Piraeus University of Applied Sciences
- Type: Public Higher Education Greece University System University of Applied Sciences
- Active: 1983–2018
- Academic staff: 1.000 (before merge)
- Administrative staff: ~250 (before merge)
- Students: 20.000 (before merge)
- Location: Egaleo, Athens, Greece
- Campus: Egaleo Spetses
- Website: http://teipir.gr/index.php/en/

= Technological Educational Institute of Piraeus =

Defunct tertiary education institute in Greece

The Piraeus University of Applied Sciences (Ανώτατο Εκπαιδευτικό Ίδρυμα Πειραιά Τεχνολογικού Τομέα, A.E.I. Πειραιά Τ.Τ.), also known as Technological Education Institute of Piraeus (TEIPIR), was a public higher education institute in Athens, Greece, supervised by the Ministry of Education and Research. It was created by a special law in 1976 as a merging result of the Anastasiadis School (founded in 1947) and the Sivitanidios School (founded in 1957), and was established with the 1983 related law (Ν.1404/1983).

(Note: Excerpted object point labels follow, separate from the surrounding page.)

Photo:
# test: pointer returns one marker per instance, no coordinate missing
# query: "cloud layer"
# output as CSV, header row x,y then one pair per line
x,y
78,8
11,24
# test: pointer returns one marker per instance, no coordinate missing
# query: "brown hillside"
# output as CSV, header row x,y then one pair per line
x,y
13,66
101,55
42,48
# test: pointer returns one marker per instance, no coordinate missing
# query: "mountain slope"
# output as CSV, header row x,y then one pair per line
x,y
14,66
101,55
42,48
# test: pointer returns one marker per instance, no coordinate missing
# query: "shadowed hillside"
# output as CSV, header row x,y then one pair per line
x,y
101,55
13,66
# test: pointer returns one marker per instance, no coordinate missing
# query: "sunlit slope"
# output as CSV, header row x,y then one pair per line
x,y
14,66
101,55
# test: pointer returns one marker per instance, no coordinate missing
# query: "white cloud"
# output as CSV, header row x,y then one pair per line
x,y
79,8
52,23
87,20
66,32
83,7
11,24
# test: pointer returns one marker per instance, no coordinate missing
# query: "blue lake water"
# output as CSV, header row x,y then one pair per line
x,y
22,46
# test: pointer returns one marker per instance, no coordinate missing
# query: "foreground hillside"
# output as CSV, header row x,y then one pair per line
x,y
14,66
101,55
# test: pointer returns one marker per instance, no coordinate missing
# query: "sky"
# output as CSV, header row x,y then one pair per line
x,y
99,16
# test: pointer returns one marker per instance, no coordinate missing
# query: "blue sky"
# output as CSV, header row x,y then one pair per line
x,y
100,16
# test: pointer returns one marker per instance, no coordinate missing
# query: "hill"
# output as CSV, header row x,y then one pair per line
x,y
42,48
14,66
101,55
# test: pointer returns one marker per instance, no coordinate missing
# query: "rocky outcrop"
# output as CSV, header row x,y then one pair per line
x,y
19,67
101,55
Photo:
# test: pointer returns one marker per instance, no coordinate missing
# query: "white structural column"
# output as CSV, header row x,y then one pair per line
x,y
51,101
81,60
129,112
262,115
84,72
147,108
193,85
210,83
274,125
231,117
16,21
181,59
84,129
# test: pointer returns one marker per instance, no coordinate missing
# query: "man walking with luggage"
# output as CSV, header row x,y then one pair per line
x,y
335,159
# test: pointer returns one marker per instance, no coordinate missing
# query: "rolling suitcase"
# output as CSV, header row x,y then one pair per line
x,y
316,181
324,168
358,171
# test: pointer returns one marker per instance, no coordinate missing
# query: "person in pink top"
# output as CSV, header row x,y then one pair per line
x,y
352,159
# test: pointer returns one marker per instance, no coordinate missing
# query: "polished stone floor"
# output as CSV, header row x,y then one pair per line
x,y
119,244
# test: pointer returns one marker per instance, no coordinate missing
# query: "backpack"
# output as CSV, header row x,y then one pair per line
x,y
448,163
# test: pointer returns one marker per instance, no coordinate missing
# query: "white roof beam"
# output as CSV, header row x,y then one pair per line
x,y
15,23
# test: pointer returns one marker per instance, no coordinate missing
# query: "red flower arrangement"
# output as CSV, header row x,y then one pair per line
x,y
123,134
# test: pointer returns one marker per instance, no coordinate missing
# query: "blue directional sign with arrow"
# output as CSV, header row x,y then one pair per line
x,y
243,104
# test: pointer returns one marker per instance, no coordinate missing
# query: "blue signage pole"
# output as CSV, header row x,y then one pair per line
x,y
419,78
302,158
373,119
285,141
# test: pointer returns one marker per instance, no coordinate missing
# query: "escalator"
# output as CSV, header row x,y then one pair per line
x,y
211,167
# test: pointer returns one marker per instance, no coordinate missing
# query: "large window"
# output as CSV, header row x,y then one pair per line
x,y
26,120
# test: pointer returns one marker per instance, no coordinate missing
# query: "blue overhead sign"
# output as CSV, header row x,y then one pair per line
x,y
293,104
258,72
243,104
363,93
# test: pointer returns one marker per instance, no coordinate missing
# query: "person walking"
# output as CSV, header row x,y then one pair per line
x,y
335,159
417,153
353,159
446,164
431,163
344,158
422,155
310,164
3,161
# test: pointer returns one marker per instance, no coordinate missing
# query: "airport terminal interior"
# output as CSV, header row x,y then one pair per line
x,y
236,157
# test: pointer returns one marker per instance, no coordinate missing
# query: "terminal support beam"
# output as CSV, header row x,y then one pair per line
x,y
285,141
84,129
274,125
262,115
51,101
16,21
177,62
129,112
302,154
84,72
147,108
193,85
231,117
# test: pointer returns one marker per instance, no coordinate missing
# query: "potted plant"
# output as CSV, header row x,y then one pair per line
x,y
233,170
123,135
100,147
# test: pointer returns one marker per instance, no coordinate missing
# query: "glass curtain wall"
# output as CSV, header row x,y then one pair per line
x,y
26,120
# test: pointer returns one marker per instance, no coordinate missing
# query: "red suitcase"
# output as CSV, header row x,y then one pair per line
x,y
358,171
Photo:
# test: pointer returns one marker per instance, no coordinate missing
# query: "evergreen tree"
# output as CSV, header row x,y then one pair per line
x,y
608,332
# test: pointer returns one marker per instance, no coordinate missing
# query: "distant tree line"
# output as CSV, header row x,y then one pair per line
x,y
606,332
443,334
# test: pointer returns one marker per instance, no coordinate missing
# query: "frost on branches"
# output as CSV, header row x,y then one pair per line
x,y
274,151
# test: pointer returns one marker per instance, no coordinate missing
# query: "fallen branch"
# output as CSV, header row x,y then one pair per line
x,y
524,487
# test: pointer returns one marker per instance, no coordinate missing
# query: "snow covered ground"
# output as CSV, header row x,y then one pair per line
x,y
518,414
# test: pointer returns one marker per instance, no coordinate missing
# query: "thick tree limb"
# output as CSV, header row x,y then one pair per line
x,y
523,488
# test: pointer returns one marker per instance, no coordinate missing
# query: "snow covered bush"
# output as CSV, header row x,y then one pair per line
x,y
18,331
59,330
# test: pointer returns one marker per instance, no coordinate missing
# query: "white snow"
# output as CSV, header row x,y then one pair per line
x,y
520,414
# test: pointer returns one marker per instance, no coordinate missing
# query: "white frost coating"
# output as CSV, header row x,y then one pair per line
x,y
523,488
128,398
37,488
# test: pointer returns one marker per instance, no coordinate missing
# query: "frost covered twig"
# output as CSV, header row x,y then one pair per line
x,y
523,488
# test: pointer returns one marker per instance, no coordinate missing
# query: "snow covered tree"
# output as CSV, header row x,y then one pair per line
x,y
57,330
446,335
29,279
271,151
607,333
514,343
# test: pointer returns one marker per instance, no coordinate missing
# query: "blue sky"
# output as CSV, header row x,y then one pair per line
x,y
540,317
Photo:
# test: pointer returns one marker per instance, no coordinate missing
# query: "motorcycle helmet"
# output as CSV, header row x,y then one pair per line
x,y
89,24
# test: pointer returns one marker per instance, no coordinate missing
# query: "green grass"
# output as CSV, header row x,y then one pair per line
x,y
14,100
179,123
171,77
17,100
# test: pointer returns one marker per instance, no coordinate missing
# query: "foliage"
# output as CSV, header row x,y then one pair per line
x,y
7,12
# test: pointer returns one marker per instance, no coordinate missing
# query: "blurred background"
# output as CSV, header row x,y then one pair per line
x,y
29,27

In 2018 TEI of Piraeus merged with TEI of Athens forming the newly established University of West Attica (Πανεπιστήμιο Δυτικής Αττικής).

==Overview==
The Piraeus University of Applied Sciences used to provide a high level of technological education and applied research in the equivalent taught areas, offering more than twenty different degrees that range from Engineering to Economics and Business Administration.

The school was one of the independent and self-administered Applied Sciences Universities (also known as Technological Education Institutes) in accordance with the related Greek laws 2916/2001, 3549/2007 and 4009/2011. Technological Education Institutes differ from other Greek Universities in the applied character of their studies, placing emphasis on laboratory courses and internships.

== Schools and departments==
The institution included two Schools, consisting of nine Departments.

| Schools | Departments |
|---|---|
| School of Engineering | Department of Automation Engineering ; Department of Mechanical Engineering ; Department of Civil Engineering ; Department of Electronics Engineering ; Department of Electrical Engineering ; Department of Computer Systems Engineering ; Department of Textile Engineering ; |
| School of Business and Economics | Department of Accounting and Finance ; Department of Business Administration ; |

==Postgraduate education==
The Piraeus University of Applied Sciences used to offer several approved graduate courses independently or in cooperation with universities and abroad.

==Campus==
The university campus is in a grove 100,000 sq.m in the wider area which housed the Academy of Plato. The facilities are accessible with bus services and metro connection to the rest of Athens and are currently used by University of West Attica.